Relationship between print and manuscript was a long divorce, but never finalized for the Jews

In his Print, Manuscript, and the Search for Order, David McKitterick characterizes the relationship between print and manuscript in the early modern period as a long divorce. For Jews, one might posit that the divorce was never finalized: The composition of texts in manuscript never disappeared from Jewish culture. The writing of a Torah scroll, the composition of a mezuzah, and other such sacred objects continues uninterrupted. Even beyond these basic ritual functions, manuscript writing continued to play a crucial role in Jewish societies for centuries after the invention of printing, and manuscripts continue to exist in persistent tension with printed books.
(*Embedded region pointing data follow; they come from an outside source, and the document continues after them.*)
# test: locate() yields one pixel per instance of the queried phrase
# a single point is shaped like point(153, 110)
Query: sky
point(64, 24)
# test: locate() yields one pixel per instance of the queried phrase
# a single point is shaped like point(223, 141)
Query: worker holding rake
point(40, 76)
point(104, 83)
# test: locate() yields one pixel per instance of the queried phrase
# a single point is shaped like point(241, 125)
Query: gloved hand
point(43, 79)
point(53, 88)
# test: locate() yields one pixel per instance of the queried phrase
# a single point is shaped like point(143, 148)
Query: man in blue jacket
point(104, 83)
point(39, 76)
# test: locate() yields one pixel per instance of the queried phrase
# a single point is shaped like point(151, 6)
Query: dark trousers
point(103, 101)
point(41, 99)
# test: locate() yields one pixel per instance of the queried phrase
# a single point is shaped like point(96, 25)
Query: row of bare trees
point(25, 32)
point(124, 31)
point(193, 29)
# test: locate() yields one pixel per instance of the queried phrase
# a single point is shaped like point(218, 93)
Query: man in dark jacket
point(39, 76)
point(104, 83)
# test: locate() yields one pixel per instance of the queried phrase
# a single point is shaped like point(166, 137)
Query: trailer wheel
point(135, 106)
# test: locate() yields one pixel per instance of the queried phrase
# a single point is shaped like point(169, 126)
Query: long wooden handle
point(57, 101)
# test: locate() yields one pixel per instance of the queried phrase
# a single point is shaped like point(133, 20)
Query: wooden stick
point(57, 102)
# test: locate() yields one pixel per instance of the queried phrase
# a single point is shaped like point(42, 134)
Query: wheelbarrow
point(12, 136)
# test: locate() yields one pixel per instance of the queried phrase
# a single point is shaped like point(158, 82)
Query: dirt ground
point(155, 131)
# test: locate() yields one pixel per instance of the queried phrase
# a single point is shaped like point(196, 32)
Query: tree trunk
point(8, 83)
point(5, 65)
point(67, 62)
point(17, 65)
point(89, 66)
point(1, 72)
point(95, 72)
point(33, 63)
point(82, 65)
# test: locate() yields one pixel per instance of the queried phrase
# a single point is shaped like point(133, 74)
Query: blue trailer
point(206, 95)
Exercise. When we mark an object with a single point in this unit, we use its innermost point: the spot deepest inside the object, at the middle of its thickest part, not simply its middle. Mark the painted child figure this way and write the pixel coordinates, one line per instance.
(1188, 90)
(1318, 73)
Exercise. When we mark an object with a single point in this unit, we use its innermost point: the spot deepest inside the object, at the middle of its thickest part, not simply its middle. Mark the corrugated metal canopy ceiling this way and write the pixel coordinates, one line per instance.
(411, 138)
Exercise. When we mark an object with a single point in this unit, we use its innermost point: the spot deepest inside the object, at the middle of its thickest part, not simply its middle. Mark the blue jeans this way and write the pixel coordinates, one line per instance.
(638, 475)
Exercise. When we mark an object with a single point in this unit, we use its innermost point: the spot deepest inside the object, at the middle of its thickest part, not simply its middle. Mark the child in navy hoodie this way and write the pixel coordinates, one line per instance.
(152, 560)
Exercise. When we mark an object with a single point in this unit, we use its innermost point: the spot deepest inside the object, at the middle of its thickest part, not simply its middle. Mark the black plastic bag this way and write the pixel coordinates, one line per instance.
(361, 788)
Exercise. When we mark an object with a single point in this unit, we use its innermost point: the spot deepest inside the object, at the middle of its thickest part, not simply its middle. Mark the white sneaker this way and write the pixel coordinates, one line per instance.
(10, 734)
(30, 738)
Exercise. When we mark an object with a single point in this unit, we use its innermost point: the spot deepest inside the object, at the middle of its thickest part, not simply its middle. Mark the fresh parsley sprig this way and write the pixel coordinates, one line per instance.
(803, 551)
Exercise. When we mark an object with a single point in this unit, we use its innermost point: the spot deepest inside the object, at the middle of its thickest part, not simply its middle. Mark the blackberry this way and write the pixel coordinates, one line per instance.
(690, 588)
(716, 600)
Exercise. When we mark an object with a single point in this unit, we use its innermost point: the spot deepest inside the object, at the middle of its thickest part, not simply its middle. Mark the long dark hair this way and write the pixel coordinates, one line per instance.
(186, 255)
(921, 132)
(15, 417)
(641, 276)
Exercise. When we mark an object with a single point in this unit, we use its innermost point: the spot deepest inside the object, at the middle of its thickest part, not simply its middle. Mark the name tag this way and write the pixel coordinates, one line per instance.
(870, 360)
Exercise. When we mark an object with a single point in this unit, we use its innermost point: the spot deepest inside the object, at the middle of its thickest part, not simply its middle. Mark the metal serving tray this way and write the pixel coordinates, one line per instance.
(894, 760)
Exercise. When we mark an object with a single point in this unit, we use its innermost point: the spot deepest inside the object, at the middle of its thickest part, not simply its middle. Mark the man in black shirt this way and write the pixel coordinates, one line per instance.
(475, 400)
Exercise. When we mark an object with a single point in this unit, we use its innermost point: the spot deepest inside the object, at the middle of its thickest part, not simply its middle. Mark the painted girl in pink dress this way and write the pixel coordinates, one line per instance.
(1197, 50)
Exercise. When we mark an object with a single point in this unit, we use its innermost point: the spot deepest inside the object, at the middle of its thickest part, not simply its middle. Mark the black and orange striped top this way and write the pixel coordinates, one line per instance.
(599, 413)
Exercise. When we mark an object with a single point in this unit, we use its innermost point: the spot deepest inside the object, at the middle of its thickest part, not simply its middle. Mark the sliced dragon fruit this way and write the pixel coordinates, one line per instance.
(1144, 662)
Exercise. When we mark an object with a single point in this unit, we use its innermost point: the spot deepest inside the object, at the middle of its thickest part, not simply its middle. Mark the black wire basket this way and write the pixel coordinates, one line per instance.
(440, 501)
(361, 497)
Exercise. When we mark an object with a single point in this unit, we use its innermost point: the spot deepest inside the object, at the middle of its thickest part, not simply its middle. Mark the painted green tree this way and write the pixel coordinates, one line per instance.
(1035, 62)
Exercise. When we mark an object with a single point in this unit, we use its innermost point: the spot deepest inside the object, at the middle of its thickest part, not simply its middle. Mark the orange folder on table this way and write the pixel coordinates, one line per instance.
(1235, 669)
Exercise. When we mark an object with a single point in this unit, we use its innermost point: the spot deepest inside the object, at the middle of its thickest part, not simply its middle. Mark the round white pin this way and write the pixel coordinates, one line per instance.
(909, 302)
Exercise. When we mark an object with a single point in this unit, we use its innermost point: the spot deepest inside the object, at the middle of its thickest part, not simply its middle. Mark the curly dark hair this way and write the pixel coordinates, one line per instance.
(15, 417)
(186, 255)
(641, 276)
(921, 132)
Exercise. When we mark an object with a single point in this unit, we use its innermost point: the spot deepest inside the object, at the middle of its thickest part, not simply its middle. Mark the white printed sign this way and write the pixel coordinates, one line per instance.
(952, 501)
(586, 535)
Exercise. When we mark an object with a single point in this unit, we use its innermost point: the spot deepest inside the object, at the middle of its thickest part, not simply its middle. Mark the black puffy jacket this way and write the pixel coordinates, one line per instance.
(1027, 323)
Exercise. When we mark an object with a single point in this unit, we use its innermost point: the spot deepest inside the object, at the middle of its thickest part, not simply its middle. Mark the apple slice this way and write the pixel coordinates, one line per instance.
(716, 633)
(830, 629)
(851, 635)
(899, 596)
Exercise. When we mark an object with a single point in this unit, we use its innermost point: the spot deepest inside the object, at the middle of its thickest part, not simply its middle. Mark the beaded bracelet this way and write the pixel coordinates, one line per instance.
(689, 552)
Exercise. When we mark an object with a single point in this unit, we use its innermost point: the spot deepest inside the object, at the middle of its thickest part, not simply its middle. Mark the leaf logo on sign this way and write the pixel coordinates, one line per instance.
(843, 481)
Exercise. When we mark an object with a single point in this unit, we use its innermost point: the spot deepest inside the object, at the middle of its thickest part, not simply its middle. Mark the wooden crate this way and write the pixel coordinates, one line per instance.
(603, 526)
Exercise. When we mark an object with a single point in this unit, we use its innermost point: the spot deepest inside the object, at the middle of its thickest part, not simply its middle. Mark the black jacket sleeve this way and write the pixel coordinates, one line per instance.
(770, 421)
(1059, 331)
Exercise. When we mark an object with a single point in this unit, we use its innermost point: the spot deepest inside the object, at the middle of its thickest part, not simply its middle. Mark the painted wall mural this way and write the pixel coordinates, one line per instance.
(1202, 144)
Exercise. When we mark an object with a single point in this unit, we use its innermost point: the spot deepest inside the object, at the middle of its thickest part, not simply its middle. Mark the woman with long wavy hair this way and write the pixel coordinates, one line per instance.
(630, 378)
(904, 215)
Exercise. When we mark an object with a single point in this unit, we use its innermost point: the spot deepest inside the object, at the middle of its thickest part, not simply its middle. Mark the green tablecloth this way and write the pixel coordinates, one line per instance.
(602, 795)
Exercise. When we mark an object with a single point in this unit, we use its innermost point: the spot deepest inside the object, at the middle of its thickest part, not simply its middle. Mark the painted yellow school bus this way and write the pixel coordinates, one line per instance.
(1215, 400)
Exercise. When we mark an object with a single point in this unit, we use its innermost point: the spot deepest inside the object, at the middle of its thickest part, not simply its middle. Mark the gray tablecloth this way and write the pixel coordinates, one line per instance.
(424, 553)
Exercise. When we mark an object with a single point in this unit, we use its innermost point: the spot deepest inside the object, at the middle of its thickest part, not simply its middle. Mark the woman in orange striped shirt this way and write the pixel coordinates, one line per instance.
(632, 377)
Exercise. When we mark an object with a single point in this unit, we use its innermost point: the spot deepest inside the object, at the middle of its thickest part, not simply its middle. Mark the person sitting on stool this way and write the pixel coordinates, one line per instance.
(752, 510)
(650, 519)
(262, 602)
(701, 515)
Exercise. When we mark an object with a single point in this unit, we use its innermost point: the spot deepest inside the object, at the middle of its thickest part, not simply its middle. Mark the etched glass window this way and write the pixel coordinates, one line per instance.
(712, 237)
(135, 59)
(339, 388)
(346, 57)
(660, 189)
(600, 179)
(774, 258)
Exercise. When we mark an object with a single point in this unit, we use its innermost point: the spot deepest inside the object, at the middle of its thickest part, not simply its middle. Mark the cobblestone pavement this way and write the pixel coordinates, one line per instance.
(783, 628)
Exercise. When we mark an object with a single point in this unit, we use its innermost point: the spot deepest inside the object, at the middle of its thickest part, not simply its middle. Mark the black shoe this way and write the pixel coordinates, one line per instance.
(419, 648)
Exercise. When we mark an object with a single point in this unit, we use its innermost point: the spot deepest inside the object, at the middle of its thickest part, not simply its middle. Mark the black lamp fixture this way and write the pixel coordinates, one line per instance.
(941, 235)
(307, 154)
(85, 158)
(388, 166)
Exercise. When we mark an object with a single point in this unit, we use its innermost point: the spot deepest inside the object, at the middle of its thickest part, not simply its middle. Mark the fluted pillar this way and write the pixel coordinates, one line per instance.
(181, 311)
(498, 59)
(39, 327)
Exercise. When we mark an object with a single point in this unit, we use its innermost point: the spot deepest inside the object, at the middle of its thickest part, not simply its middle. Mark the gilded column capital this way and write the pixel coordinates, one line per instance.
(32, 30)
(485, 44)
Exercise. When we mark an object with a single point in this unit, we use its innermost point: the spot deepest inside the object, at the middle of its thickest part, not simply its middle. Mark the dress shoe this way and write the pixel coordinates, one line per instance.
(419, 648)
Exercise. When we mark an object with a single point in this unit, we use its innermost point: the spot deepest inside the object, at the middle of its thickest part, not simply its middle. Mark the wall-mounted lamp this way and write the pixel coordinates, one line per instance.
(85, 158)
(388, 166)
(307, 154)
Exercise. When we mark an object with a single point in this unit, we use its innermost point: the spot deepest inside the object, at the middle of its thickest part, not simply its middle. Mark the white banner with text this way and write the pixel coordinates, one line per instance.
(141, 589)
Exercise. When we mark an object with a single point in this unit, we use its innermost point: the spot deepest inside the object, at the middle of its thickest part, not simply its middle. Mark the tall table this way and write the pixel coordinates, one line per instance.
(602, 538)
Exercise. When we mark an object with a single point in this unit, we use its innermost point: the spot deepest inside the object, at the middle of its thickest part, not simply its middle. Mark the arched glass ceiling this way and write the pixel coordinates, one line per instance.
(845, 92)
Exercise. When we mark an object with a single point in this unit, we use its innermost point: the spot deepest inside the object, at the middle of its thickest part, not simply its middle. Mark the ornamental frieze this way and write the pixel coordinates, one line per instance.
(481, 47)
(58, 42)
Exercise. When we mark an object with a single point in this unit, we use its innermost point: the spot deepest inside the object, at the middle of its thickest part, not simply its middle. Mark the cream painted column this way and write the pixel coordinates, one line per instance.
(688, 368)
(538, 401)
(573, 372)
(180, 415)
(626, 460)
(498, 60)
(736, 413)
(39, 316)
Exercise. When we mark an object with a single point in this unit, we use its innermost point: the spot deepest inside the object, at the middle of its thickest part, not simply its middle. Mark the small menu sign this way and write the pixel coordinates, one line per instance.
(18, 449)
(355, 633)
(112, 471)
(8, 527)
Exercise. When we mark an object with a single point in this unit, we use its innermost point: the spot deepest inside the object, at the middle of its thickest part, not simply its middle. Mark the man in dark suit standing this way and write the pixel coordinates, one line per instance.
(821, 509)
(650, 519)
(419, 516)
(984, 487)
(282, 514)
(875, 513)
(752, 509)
One could write an entire work on manuscript culture among early modern Jewry along the lines of Brian Richardson’s recent study. Such a book would unearth a range of intellectual activities that have either been studied in isolation from one another or not studied at all. Here, too, the history of the Shulhan ‘arukh proves particularly instructive. In his discussion of the Ashkenazic tradition of glossing the Shulhan ‘arukh, Elchanan Reiner concluded: “The Ashkenazi halakhic book at the beginning of the modern era retained certain features inherited from the medieval scribal tradition of knowledge transmission. In certain respects it was a kind of printed manuscript, that is, a text which, in the way it took shape, rejected the new communicative values of print culture and created a text with esoteric components, thus protecting its elitist position.” Reiner’s concept of a “printed manuscript” neatly dissolves the distinction between print and manuscript so beloved by historians fixated on rupture. It should also serve as the point of departure for the study of several aspects of early modern Jewish culture: the spread of kabbalistic books, the development of Jewish reference works, the study of marginal annotations, and the history of collections to name only a few.

Yaacob Dweck, “What is a Jewish Book?”, AJS Review 34:2 (November 2010), 371-372.